Could he handle the truth? Well maybe he couldn’t comprehend all of it, but I am quite sure he could handle knowing she wants to see him. Wants to be in his life. We could take it from there.
Given all of the reading I’ve done on these issues one little silver lining of hope pops into my mind from of this story – that boy can KNOW who his family is and that they want to be in his life. How many adoptees have suffered because they couldn’t find them? You need to keep telling APs how important that is. Probably the only reason I understand it is because I went through it too.
Jae Ran, I hope it is ok to ask you a question as a social worker –
do you take a general position on returning children, after a period of years, to birth family who make this kind of claim?
I don’t know what you think. From what I’ve read I gather most adoptees think that return to birth family is what should be done.
I am sincerely sorry to find myself on the other side. To open an adoption, to explain everything, to have lots of contact – yes.
But to return my child I could not do, any more than I would ever disrupt her adoption for my own sake. She knows us as her parents for almost 4 years. She was in an orphanage from a day old. A child is not an overcoat to be returned anytime if you picked up the wrong one.

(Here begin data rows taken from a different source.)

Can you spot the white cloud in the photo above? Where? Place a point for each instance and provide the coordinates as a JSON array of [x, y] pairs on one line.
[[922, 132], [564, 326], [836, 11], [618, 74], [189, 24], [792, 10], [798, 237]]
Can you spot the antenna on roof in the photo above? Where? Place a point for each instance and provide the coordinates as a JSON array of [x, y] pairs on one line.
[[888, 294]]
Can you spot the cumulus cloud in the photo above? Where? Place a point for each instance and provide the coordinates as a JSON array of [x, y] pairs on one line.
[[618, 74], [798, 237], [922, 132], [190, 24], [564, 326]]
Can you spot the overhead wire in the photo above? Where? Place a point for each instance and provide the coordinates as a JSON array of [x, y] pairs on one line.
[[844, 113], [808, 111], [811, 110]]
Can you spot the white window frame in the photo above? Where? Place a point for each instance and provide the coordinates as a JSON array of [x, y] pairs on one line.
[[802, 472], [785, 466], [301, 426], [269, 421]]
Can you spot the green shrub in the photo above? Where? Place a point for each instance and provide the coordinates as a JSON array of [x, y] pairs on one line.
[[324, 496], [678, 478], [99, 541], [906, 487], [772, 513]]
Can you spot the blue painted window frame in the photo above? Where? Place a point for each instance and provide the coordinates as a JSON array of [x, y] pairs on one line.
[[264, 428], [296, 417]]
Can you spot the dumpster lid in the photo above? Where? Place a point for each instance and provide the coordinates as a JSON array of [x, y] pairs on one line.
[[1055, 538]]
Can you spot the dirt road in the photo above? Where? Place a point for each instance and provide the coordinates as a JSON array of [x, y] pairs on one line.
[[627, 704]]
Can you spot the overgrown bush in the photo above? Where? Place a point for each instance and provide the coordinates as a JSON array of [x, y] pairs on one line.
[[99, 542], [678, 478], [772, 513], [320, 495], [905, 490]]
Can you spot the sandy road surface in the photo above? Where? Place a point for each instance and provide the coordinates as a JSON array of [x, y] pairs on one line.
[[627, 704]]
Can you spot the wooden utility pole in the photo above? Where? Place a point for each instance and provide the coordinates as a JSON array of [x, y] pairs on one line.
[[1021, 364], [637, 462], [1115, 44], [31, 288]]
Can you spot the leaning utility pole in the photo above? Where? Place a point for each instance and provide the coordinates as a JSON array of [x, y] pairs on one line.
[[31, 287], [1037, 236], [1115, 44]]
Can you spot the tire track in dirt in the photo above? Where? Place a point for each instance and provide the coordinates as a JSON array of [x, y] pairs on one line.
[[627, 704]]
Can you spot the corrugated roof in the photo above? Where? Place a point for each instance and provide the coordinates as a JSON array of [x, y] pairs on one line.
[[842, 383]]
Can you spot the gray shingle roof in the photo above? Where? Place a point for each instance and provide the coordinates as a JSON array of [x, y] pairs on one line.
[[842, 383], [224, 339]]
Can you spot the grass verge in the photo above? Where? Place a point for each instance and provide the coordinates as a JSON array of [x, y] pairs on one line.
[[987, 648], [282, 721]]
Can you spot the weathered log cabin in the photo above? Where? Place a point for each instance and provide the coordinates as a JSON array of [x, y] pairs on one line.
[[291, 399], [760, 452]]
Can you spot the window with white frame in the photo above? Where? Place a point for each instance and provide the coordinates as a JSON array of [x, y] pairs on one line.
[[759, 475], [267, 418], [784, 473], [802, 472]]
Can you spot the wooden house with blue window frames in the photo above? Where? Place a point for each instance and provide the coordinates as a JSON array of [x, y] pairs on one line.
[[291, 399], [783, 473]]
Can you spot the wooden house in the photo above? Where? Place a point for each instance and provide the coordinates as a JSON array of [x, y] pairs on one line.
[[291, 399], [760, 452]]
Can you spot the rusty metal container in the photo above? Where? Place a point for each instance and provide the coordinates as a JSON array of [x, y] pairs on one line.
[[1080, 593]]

Families sell children, as well as having children stolen. I do not think I would easily believe a claim of kidnapping. If the adoptee came as an older child and corroborated the story, that is quite different. I am truly thankful that I have made such efforts as I can think of to investigate and there is no evidence at all that my child was trafficked. My daughter knows everything that I know about her early circumstances. But of course everything I “know” might be wrong.
I would never return my daughter. Almost anything else – but never that. I am deeply, sincerely sorry if thinking this way makes me a terrible enemy in the eyes of adoptees. I do not want that at all. But to uproot a settled, attached child to satisfy adult ideas of right seems no better to me in this direction, than it is to take a child from a happy foster family who wants to keep her, pay adoption fees, and tell her she has a new family now, better start loving them (the story of plenty of Chinese adoptees who come at older ages including one I’ve met).

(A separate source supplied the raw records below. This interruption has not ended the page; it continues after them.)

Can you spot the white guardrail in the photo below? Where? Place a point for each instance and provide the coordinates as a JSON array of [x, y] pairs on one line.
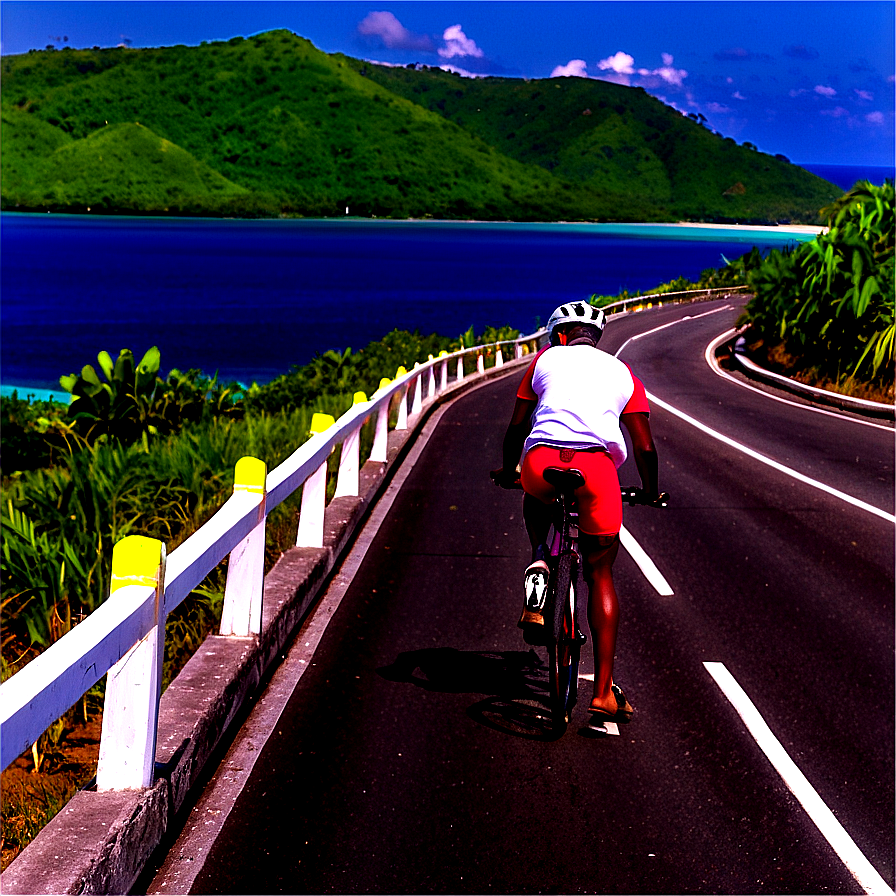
[[124, 636]]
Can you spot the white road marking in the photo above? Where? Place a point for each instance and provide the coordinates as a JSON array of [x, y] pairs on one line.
[[710, 357], [787, 471], [645, 564], [851, 856], [673, 323]]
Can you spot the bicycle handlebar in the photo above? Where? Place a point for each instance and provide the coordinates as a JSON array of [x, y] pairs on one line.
[[632, 495]]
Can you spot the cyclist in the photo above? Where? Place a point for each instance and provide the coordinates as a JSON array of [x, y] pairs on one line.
[[567, 414]]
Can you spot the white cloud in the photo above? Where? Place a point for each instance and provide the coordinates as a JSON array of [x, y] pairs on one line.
[[668, 72], [461, 71], [621, 63], [392, 33], [621, 66], [458, 44], [575, 68]]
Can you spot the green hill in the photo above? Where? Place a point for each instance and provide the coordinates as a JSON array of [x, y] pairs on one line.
[[270, 125]]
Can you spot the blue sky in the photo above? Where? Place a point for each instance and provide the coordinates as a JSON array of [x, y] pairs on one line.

Maybe someday Anna Mae He will weigh in on some of these things.
I am an adoptive parent of two young sons from Korea, and I *would* consider returning them if I found out they had been kidnapped from their Korean families. I love them both more than I can express, and it would make me unimaginably sad to not have them in my life. But at the same time, I can’t imagine how sad their Korean families must feel, and that’s assuming they relinquished “voluntarily”.

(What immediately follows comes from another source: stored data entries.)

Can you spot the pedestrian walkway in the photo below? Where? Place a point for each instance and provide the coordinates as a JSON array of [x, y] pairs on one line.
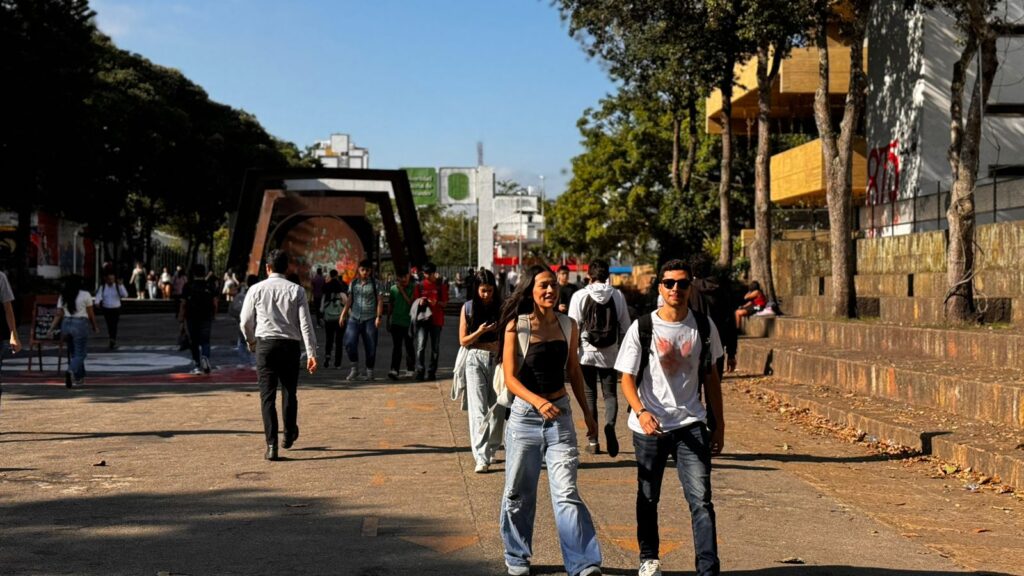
[[169, 478]]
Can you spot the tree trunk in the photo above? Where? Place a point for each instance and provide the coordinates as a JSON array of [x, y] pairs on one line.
[[691, 144], [964, 158], [838, 158], [724, 214], [761, 257], [676, 136]]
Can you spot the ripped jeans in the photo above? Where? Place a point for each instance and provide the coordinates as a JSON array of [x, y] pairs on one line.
[[528, 438]]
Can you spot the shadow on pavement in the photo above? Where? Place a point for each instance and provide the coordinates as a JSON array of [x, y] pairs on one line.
[[372, 452], [64, 436], [225, 531], [790, 570]]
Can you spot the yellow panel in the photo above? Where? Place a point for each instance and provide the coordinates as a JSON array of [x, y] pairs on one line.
[[798, 174]]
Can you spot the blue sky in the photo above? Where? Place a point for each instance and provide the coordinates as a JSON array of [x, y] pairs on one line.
[[418, 82]]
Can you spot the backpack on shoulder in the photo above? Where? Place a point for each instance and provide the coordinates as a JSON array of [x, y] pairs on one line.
[[645, 329], [600, 323]]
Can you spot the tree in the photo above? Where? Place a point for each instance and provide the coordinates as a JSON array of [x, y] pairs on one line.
[[851, 22], [774, 29], [979, 29], [47, 65]]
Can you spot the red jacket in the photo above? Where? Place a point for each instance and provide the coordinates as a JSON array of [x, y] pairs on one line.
[[437, 294]]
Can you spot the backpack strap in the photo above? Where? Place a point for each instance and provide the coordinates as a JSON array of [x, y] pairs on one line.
[[645, 329], [565, 323]]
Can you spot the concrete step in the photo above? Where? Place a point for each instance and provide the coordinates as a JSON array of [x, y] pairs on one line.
[[994, 394], [981, 347], [989, 449]]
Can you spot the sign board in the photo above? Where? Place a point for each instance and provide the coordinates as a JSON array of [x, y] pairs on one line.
[[44, 309], [458, 186], [423, 182]]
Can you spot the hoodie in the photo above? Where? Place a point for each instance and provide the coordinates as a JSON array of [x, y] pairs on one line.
[[601, 292]]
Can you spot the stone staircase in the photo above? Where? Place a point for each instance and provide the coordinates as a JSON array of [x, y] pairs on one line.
[[957, 395]]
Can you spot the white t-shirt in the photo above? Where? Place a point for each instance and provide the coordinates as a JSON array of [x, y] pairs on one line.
[[670, 387], [82, 301]]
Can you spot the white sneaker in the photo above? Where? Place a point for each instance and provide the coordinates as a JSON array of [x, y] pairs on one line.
[[518, 570], [650, 568]]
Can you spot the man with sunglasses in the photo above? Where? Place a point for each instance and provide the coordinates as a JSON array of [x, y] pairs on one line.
[[663, 385]]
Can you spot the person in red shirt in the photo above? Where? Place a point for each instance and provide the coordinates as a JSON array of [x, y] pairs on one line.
[[432, 293]]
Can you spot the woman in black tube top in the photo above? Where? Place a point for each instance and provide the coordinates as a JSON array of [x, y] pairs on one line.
[[541, 426]]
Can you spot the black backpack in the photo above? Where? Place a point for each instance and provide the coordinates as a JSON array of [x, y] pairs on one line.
[[200, 300], [645, 329], [600, 323]]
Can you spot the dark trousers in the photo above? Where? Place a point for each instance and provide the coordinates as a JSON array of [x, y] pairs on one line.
[[199, 336], [278, 362], [607, 377], [112, 317], [401, 339], [333, 333], [691, 445], [424, 331]]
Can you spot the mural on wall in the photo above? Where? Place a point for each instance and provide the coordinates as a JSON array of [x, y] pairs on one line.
[[325, 242]]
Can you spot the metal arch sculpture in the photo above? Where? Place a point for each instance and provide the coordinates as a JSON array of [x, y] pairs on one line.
[[272, 201]]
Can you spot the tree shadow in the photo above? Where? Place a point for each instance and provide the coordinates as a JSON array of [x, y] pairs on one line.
[[244, 530], [66, 436], [370, 452]]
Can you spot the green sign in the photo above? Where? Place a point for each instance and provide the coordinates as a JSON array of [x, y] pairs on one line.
[[423, 182], [458, 188]]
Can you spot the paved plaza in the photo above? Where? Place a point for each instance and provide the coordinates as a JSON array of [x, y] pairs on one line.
[[148, 470]]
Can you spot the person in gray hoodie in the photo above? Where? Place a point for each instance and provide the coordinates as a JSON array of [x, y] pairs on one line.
[[600, 311]]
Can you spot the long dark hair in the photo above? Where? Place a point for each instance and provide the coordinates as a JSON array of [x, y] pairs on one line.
[[482, 314], [521, 300], [69, 292]]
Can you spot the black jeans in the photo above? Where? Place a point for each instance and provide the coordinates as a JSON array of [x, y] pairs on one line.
[[278, 362], [333, 334], [401, 339], [691, 445], [608, 379], [113, 317]]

The child could be re-introduced gradually to his family and to Indian culture. Maybe the adoptive parents could take time off work and live in India with him for a transition period. Since children are so sensitive to the emotions of those they love, a message of “we’ll miss you, but you’ll have a great life and we will always love you” would go a long way. And there could certainly still be contact between him and his “Iowa parents”.
In my situation, the thing that might hold me back is how it would affect my other son to lose his brother. Or maybe I’d panic and refuse contact. But I like to think not.